WCT's 9MFY24 results matched expectations, showing broad- based improvement from the construction segment following the absence of work prolongation and cost escalation in the previous period, while higher property sales and billings pushed property earnings higher. The listing of its REIT, which is expected by 1QCY25, is the start of a re-rating exercise while several projects in the pipeline will propel its earnings prospects. Maintain OUTPERFORM with an unchanged TP of RM1.43.
9MFY24 in line. At 31%/35% of house/street's FY24 forecast, we deem 9MFY24 core profit of RM16.6m within expectations as stronger 4QFY24 earnings is expected in the absence of the distribution of profits to the holders of its Perpetual Sukuk. No dividend was declared during the period as expected as it normally pays a final dividend in the 4th quarter.
YoY. Despite revenue dipping 3% to RM1.28b, WCT reported core profit of RM16.6m in 9MFY24 from a core loss of RM8.2m in 9MFY23.

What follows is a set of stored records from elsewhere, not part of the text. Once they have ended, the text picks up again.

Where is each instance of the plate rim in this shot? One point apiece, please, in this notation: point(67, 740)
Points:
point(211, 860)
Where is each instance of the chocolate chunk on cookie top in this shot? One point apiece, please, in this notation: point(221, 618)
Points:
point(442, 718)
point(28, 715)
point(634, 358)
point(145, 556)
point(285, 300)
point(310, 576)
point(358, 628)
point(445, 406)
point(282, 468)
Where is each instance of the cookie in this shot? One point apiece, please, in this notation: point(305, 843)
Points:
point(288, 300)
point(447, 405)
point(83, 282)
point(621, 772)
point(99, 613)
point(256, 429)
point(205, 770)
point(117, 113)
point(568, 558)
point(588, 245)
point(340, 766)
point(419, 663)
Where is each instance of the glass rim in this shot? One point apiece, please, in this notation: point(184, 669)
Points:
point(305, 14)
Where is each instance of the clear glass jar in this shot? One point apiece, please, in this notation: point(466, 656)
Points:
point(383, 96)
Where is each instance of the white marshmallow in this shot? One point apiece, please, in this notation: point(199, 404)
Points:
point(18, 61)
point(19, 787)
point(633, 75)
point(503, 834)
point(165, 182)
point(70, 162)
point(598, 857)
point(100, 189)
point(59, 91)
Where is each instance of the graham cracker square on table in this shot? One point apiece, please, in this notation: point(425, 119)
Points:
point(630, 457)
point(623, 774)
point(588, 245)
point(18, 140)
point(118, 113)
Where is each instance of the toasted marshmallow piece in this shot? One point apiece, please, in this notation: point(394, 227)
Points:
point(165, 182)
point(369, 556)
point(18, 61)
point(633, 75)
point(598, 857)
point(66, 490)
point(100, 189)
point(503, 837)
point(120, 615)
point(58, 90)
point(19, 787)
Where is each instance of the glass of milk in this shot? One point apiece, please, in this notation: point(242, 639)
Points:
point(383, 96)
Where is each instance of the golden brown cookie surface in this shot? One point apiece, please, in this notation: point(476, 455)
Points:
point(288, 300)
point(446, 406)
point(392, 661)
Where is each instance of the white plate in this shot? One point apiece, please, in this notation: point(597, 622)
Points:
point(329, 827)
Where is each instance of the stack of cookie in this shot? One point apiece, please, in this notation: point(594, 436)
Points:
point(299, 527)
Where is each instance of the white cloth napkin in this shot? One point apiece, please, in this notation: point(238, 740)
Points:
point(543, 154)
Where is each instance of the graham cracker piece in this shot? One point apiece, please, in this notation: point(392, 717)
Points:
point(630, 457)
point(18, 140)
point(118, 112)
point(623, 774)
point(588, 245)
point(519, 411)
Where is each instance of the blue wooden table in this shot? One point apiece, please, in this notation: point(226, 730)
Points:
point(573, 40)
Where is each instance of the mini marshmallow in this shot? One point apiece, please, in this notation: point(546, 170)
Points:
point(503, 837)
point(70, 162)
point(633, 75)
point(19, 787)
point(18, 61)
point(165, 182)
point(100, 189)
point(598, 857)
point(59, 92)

This was due to a broad-based improvement from construction and property segments due to higher sales and billing of property unit while the significant improvement in construction unit, we believe, was due to adjustments for work prolongation and escalation in raw material and labour costs previously. The decline in revenue was attributable to slower construction progress.
QoQ. While lower revenue was lower by 16%, it reported RM10.8m core loss in 3QFY24 vs. RM31.3m core profit in the preceding quarter, due mainly to the half-yearly distribution of profits to the holders of its Perpetual Sukuk. The decline in topline was mainly due to a slower construction progress coupled with lower property sales by 14%.
Outlook. We believe WCT is poised for a brighter earnings outlook on the impending roll-out of various public infrastructure projects such as:
(i) Penang International Airport expansion project, (ii) Pan Borneo Sabah, (iii) Subang Airport Regeneration plan (RM3.7b), and (iv) various government hospitals. Furthermore, the de-gearing exercise should strengthen its balance sheet, enabling growth in its property development segment through delivery of value-enhancing projects.
As at Sep 2024, its outstanding order book stood at RM2.93b from RM3.15b three months ago, while its tender book stands at > RM13b currently. Also helping is the more benign cost environment.
Forecasts. Maintained.
Valuations. We maintain our SoP-driven TP of RM1.43 (see Page 3) with unchanged: (i) 12x construction FY25 PER, which is at a discount to 22x we ascribed to large contractors given WCT's much smaller size, (ii) a 75% discount to its property RNAV, which is at the steeper end of our property company valuation to reflect the low realisability of WCT's GDV, and, (iii) RM2.44b REIT listing. There is no adjustment to our TP based on ESG given a 3-star rating as appraised by us (Page 5).
Investment case. We like WCT for: (i) the improved prospects of the local construction sector with the anticipated roll-out of public projects, (ii) the recovery of its construction profits with the completion of low-margin legacy projects, and (iii) a potential re-rating on a lower risk premium as it de-gears its balance sheet via land disposals as well as the listing of its investment properties via a REIT. OUTPERFORM maintained.
Risks to our call include: (i) weak flow of construction jobs from public and private sectors, (ii) prolonged slowdown in the local property market, (iii) project cost overrun and liabilities arising from liquidated ascertained damages (LAD), (iv) rising building material cost, and, (v) failing to list its REIT assets.